As she illustrated the 100-plus events on the timeline with just a pencil, a black marker and white paper, Siddiqui said she was struck by just how "emotionally straining" the process was.
A detainee from Afghanistan is carried on a stretcher before being interrogated by military officials at the detention facility Camp X-Ray on Guantanamo Bay U.S. Naval Base in Cuba on Feb. 2, 2002. (AP Photo/Lynne Sladky)
"Every single time I read one of the event's descriptions, I would just be horrified," she said. "I could have finished it earlier but it was so grim … it was difficult to read about these things that were happening to my people, to our ummah (community), and realize that this was planned."

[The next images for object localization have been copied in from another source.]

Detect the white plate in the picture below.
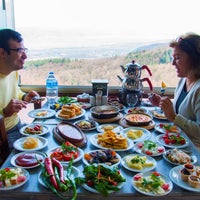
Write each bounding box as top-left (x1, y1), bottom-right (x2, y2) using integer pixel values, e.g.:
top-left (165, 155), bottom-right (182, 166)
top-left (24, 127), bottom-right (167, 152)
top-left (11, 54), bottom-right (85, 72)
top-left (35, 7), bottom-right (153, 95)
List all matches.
top-left (89, 134), bottom-right (133, 152)
top-left (28, 108), bottom-right (56, 119)
top-left (121, 127), bottom-right (151, 142)
top-left (38, 164), bottom-right (80, 188)
top-left (97, 123), bottom-right (123, 133)
top-left (163, 149), bottom-right (197, 165)
top-left (155, 123), bottom-right (181, 134)
top-left (0, 167), bottom-right (29, 190)
top-left (20, 124), bottom-right (50, 136)
top-left (82, 149), bottom-right (121, 167)
top-left (47, 146), bottom-right (83, 164)
top-left (169, 165), bottom-right (200, 192)
top-left (134, 141), bottom-right (165, 157)
top-left (132, 171), bottom-right (173, 196)
top-left (73, 120), bottom-right (98, 131)
top-left (151, 109), bottom-right (168, 120)
top-left (121, 153), bottom-right (156, 172)
top-left (55, 109), bottom-right (86, 120)
top-left (125, 107), bottom-right (148, 114)
top-left (10, 151), bottom-right (45, 169)
top-left (13, 136), bottom-right (48, 151)
top-left (156, 134), bottom-right (189, 148)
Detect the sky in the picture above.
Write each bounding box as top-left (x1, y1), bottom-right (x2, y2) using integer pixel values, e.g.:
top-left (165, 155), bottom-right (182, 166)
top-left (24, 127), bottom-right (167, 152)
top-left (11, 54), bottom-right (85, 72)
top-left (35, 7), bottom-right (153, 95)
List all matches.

When viewers pair that language with her drawings, she said, they will walk away with a better understanding of how the war on terror has impacted Muslims.
"Reading what happened in 2001 doesn't compare to seeing what happened in 2001," she said. "You can read anything and it won't always resonate with you. The hope is that a graphic timeline will invigorate some emotions."
But the timeline may also serve as a wakeup call for Muslims who have missed the global impact of the campaign against terrorism.
Hilal told Religion News Service that war on terror policies have created a "sense of hierarchy" and "false distinction" between the rights of U.S. citizens and noncitizens, so much so that most Muslim civil rights groups have left behind noncitizens in their advocacy, particularly detainees like those in Guantanamo Bay.
"Guantanamo sets the moral boundaries of what is considered acceptable treatment for Muslims," Hilal said of the prison where dozens of detainees remain without charge. "When you have a place where the most egregious forms of torture have been utilized against Muslims, then anything less than that is considered almost benign."
The work is equally critical for non-Muslim audiences and "all people who care about creating a more just world," said the Rev. Erik Martínez Resly, who founded The Sanctuaries and oversaw the timeline's production.
"People will understand and really feel the impact of these policies and the broader structure of Islamophobia on their lives and the lives of people that they know and love," Martinez Resly said. "They'll see that this isn't just a set of abstract policies, but this viscerally impacts people's lives in oftentimes violent and cruel ways. I hope, with the way we're depicting it, they leave with a deepened sense of how this has been constructed and, by extension, how we can deconstruct it."
"What's striking is how much power the government wielded and how all these policies were put in place, and just caused so much trauma to Muslims in the name of protecting Americans," said Dwyer, who designed the timeline. "And how much of it actually worked? Seems like not much."